Nous souhaitons à présent partager les principes de la tactique développée et appliquée, dans cette perspective, par les militantEs du Parti communiste révolutionnaire (PCR). Cette tactique, c’est celle des poings rouges. Il ne s’agit pas ici de laisser entendre que touTEs les manifestantEs devraient être organiséEs en poings rouges dans des contingents du PCR, ni que c’est la seule forme d’organisation possible en manifestation. Cependant, peu importe les allégeances politiques, il devrait être clair pour n’importe quelLE militantE qu’il est impératif de venir aux manifestations soigneusement préparéEs et fort préférablement en groupe. Plus nous sommes nombreuses et nombreux à nous organiser – peu importe la forme que cela doit prendre –, plus efficace sera notre capacité collective d’agir.

Qu’est-ce que les poings rouges ?

On entend par poings rouges une méthode communiste d’organisation, de distribution des forces et de division des tâches à l’occasion d’une manifestation. Pourquoi parle-t-on d’un poing rouge? Le rouge, d’abord. Il indique, cela va de soi, le contenu communiste et révolutionnaire de l’activité, considérée dans sa totalité comme une action de propagande. Comme un poing, le poing rouge possède les caractéristiques suivantes:

1. Il est uni, inséparable et solidaire. Un poing rouge est composé de 3 à 5 camarades qui sont comme par définition soudéEs ensemble. Ils et elles ont pour fonction première de rester uniEs et solidaires les unEs des autres pendant toute la durée de la manifestation et cela, pour chacune des phases de cette manifestation.

2. Il ne fait qu’une chose à la fois. Un poing rouge ne peut, comme ne le peut pas davantage votre propre main, accomplir de manière satisfaisante plus d’une chose à la fois.
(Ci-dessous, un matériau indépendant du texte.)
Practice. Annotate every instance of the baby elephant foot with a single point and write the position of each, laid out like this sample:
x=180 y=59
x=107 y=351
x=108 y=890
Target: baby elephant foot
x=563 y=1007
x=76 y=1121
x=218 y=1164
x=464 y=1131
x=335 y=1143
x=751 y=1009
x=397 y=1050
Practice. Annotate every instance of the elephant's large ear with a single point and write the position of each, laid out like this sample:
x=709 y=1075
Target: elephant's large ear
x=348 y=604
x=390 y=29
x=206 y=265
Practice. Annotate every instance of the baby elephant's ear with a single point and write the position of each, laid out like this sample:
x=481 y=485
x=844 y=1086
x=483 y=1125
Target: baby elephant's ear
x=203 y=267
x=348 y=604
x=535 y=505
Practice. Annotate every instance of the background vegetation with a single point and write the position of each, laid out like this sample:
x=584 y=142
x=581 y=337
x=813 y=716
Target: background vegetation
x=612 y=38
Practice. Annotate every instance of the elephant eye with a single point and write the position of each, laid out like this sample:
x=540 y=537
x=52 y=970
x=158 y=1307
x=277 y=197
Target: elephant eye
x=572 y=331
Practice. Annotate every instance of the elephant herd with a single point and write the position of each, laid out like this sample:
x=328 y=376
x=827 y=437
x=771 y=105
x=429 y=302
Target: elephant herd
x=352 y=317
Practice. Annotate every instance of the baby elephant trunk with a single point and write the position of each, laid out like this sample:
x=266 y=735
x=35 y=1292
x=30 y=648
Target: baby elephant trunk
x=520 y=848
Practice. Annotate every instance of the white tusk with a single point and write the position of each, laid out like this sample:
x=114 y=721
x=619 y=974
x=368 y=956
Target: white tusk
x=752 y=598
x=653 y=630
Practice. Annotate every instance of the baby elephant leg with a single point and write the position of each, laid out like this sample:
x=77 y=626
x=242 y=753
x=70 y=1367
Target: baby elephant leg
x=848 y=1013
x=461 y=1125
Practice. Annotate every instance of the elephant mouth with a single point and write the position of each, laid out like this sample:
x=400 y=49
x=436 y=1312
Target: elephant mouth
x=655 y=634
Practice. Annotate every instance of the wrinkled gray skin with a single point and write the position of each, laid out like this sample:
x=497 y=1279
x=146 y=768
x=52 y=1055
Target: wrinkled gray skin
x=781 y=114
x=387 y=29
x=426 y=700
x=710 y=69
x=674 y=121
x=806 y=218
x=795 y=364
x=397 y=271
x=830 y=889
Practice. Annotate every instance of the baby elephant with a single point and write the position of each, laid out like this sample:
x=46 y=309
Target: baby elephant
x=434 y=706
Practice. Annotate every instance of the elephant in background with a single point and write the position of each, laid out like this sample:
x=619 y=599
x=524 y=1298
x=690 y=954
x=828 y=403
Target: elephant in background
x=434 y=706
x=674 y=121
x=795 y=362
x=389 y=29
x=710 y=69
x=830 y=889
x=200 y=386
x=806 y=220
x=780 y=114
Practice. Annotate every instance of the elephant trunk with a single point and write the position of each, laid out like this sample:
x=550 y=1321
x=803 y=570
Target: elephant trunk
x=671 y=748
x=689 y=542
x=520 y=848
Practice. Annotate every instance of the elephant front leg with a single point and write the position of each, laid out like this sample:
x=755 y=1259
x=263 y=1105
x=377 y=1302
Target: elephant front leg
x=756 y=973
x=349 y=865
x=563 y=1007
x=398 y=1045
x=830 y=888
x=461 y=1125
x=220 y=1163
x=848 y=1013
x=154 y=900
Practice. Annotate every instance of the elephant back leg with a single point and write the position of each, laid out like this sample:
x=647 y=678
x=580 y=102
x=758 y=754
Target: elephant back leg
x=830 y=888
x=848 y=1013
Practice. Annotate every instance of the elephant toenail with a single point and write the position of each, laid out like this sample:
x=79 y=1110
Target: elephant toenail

3. Il participe à l’exécution d’un plan. Le poing rouge ne décide pas de lui-même quelle sera la tâche à laquelle il va se consacrer. Il sait qu’il n’est qu’une partie d’un plan général, le plan de la manifestation. Chaque poing rouge comprend qu’il est le fruit d’une distribution rationnelle des tâches – un plan – dans le but d’atteindre des objectifs de propagande dans le cadre d’une manifestation donnée. En ce sens, il est pleinement et rigoureusement solidaire des autres poings rouges. Et il n’est jamais plus solidaire que quand il mène à bien la petite partie du plan qui lui est confiée.

4. Il est souple, rapide et responsable de lui-même. Le poing rouge a beau être partie prenante d’un plan d’ensemble, cela n’en fait pas, loin de là, un boulet traîné par les autres ni un petit appendice accroché indéfectiblement à la foule, où qu’elle aille et quoiqu’elle fasse. Le poing rouge est capable de mobilité, de souplesse, de mouvement.

Ces caractéristiques générales des poings rouges en font des groupes avec de grandes qualités pratiques – de propagande et d’action – dans le cadre de toutes les manifestations. Plus spécifiquement, ils favorisent le déploiement des objectifs de la manifestation de la manière suivante:

1. Ils favorisent l’intégration pratique de touTEs à la manifestation. Il n’y a pas de niveau de participation qui soit inutile, comme il n’y a pas de tâche qui soit négligeable. Quelqu’un peut se considérer non-préparé ou inapte pour assumer telle ou telle tâche dans la manifestation, mais être quand même pleinement solidaire du plan général, et vouloir contribuer par sa participation dans un poing rouge qui correspondrait mieux à ses capacités. Le plan général doit donc veiller à intégrer tout le monde dans une participation pratique à la manifestation.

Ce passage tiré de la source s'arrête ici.